Coming from a monetary policy background I still find it buffing how much more complex is fiscal policy. There’s a substantial number of levers that central bank can use. Still you might call the key rate The Instrument.
When it comes to fiscal policy volume of revenue and spending, their structure and a universe of related issues come into play so that bottom line deficit/surplus alone is far from being an indicator of fiscal policy stance. This not even looking at issues of budget federalism or politics of the budget process.
I gather, this complexity of the topic does not lend it to clear exposition.
The result is, there’s still no decent book on fiscal policy in Russia. I went through a couple of textbooks which were not substantial enough to mention here, before deciding to give a closer look at ‘Budget and fiscal system’
by Mstislav Afanasyev
The book had a promising feature of being authorised by Alexey Kudrin
who was behind many of the current features of the fiscal system including the Reserve fund and NWF, medium term budget planning, fiscal rule etc.
Having spent a fair amount of time with this book I’ve come to the conclusion that it might be one of the better books on fiscal policy in Russia. But this resulted not because of high quality of the text but because the bar is set at quite a low level.
Some of its more visible shortcomings below.
Extensive quotes from the Budget code, weak on economics
The book is basically an introduction into the fiscal law, but it does lack any analysis of the fiscal system from the economics view point. Even such basics as cross country comparative tax burden analysis, efficiency of spending, tax collection efficiency are avoided.
Weak on case studies, examples
The text is close to sterile when it comes to the intersection of law and its application. There’re exactly zero information on problems of fiscal federalism, fiscal discipline on regional and municipal levels and politics seem to be absent from the budget process.
The text needs editing: extensive repetitions
The text is written in the this variety of language which you might expect to find in legal papers, but which seems much less appropriate for the textbook. Many paragraphs are word by word repetition of text in the preceding paragraph with the difference being that the same idea applies for example to two levels of the budget system. I think a more thorough editing would allow to cut up to a forth of the text.

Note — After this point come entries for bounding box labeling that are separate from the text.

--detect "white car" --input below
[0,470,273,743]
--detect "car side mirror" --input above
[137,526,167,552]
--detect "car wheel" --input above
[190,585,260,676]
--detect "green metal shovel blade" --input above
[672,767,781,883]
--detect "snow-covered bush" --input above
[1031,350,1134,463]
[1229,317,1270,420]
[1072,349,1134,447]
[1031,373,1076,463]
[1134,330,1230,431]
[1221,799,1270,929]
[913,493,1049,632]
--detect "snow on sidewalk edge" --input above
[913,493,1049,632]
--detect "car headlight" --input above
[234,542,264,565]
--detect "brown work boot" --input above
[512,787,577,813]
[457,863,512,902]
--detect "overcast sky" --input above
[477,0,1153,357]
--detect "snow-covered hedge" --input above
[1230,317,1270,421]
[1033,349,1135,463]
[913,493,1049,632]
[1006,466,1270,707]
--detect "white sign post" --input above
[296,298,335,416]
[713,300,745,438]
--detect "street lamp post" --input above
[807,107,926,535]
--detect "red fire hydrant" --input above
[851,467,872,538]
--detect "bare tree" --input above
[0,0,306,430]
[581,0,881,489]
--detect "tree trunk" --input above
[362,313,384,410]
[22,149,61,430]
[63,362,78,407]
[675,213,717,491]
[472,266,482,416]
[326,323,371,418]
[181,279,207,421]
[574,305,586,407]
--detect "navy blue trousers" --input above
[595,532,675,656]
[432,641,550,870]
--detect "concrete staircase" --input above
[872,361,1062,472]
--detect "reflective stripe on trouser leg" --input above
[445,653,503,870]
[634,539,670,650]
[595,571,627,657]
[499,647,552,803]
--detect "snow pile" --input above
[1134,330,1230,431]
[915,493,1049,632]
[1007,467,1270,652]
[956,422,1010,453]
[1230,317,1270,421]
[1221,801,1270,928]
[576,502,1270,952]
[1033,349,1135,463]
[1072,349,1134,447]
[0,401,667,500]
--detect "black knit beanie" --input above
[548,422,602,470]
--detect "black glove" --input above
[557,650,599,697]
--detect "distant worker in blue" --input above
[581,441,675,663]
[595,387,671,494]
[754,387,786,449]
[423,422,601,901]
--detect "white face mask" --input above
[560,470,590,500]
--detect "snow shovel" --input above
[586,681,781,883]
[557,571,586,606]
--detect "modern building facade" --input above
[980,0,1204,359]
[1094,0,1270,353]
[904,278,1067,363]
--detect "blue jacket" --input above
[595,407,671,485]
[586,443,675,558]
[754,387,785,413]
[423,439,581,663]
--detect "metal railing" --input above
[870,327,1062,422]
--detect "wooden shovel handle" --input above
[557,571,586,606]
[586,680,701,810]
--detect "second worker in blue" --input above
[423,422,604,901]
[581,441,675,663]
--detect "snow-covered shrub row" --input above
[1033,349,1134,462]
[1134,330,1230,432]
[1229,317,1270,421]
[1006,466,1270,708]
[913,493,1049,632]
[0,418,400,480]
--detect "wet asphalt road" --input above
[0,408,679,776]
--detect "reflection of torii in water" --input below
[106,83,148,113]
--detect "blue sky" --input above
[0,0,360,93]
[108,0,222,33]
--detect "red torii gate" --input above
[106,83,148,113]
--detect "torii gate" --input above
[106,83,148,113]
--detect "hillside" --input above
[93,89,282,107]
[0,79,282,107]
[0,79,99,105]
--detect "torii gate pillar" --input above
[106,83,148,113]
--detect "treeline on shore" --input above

The rediculous pie 3d charts
The 3D pie charts (authors favorite type of chart) occupy up to half of the page to show the relationship between two numbers.
Stub chapters: sovereign external lending
The chapter on external lending of the country is basically a plan to write a chapter. In the chapter explicitly devoted to external debt there’s no single example of external lending of any country, not to say discussion of the terms or a purpose of such a loan.
The philosophical chapter fetish
For some reason the book devotes a whole complete chapter on the philosophy of the fiscal system which goes as far as discussing the nature of the state. It tries to cover everything from Thomas Aquinas to Mikhail Bakunin. The reason for this escapes me.
My personal preference would be for more detailed presentation of the core material.
All in all, it is hard to recommend this this book. Text obviously needs work: more cases, examples, less repetitions etc.
To add a constructive touch, here’s a list of sources on fiscal issues which are highly readable: i) Economic Expert Group’s publications
, ii) NIFI’s Financial journal is a good source
but I usually only look at the articles authored by NIFI’s own researchers and skip everything else.